Eğer panik atağı, kapalı bir mekanda ortaya çıkıyorsa, bunun sebebi olarak “dışarı çıkamama korkusu” gösterilir. Klostrofobikler kapalı mekanlarda nefes almakta zorlandıklarını zannederler. Pek çok psikiyatrik problem gibi, klostrofobi de, çocuklukta yaşanan travmalara bağlı olarak gelişebilir..

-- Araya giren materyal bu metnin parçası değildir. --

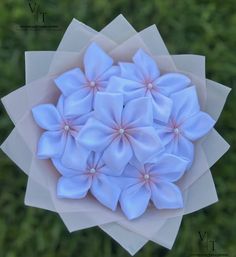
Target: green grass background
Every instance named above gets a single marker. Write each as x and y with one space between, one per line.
187 26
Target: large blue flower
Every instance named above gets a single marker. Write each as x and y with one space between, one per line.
153 181
58 141
142 78
94 176
81 87
187 124
121 132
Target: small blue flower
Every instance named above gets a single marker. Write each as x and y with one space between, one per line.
81 87
94 177
187 124
142 78
122 132
58 141
152 181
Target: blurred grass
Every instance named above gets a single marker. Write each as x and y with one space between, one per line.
187 26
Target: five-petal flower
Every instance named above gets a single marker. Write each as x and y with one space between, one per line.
142 78
153 181
187 124
94 176
81 87
122 132
58 141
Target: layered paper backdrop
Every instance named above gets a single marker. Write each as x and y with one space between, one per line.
120 40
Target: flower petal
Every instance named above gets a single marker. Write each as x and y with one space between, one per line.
172 82
147 65
134 200
162 107
129 88
169 168
185 104
75 156
75 187
130 71
47 117
96 62
133 171
181 147
105 191
51 145
117 155
138 113
166 195
112 71
71 81
197 126
60 105
78 103
145 142
164 132
108 108
63 170
95 136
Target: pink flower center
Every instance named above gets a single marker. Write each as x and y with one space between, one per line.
92 83
150 86
66 127
121 131
92 171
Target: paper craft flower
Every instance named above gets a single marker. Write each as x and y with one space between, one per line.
81 87
59 139
186 124
130 143
121 132
94 176
142 78
153 181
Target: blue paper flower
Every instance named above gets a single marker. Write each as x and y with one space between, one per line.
153 181
81 87
58 141
121 132
142 78
94 176
187 124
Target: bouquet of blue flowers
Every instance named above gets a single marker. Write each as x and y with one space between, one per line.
115 132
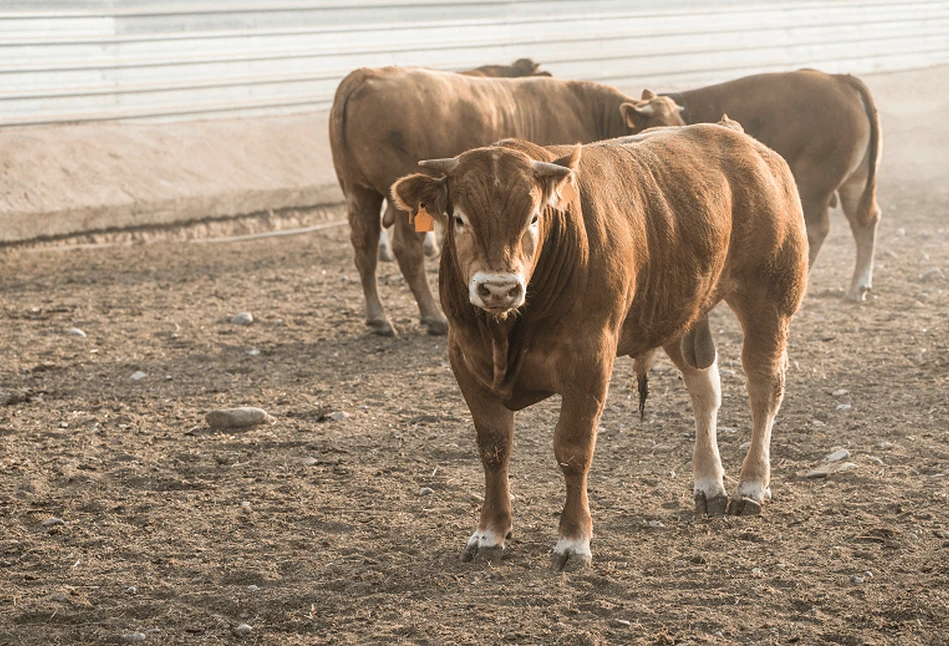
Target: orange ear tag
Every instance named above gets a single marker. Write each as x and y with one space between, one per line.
423 221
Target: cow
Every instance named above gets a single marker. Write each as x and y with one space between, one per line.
383 121
520 67
827 128
559 259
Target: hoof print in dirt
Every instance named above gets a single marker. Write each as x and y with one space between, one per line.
711 507
381 327
237 418
483 554
744 507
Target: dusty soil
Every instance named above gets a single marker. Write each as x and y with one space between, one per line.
315 530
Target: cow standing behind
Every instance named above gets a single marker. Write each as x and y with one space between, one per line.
556 262
825 126
520 67
384 121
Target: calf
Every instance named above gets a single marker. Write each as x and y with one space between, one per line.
826 127
383 121
559 259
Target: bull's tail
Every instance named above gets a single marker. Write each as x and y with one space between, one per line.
868 209
641 366
337 125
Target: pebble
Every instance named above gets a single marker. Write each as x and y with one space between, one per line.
243 318
932 275
243 417
837 456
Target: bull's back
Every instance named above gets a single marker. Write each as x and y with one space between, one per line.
396 116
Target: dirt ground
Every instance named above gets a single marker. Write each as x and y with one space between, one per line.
123 517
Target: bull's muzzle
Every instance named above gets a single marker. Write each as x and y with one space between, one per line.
497 292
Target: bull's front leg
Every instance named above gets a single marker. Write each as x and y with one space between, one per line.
494 425
574 440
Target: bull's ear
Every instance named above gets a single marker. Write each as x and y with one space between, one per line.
413 192
558 178
637 115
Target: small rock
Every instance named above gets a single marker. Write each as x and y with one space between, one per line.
243 318
932 275
837 456
243 417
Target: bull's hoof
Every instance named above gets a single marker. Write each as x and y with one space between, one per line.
436 326
382 327
713 507
857 294
744 507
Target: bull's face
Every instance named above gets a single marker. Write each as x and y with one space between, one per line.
651 111
494 203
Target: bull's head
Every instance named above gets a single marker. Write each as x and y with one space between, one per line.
651 111
493 203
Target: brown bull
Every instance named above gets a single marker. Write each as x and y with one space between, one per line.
825 126
559 259
383 121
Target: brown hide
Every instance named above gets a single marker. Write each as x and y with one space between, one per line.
827 128
384 121
665 226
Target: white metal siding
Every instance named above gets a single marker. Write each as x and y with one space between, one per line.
82 60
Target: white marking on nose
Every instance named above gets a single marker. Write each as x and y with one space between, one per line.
496 291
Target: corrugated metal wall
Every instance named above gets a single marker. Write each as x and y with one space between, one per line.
81 60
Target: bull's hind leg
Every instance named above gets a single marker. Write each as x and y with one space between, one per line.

Klostrofobikler, tıpta sıklıkla kullanılan tanı yöntemlerinden olan MR (Manyetik Rezonans görüntüleme) kullanımı sırasında da sıkıntılar yaşarlar. Bu problem, klostrofobinin sıklığının diğer fobi türlerine göre daha doğru ölçülebilmesine yol açmıştır. ABD’de MR çekilmeden önce geçmişi sorgulanan kişilerin % 5 ila 10.6’sında klostrofobi olduğu gözlenmiştir. Bundan başka, hastaların %7’sinde tanımlanmamış klostrofobi bulunduğu ve MR çekimi sırasında işlemi yarıda keserek cihazdan çıktıkları belirlenmiştir. Hastaların %30′unda ise, kapalı bir ortamda uzun süre kapalı kalmaya bağlı hafif endişe hali görülmüştür.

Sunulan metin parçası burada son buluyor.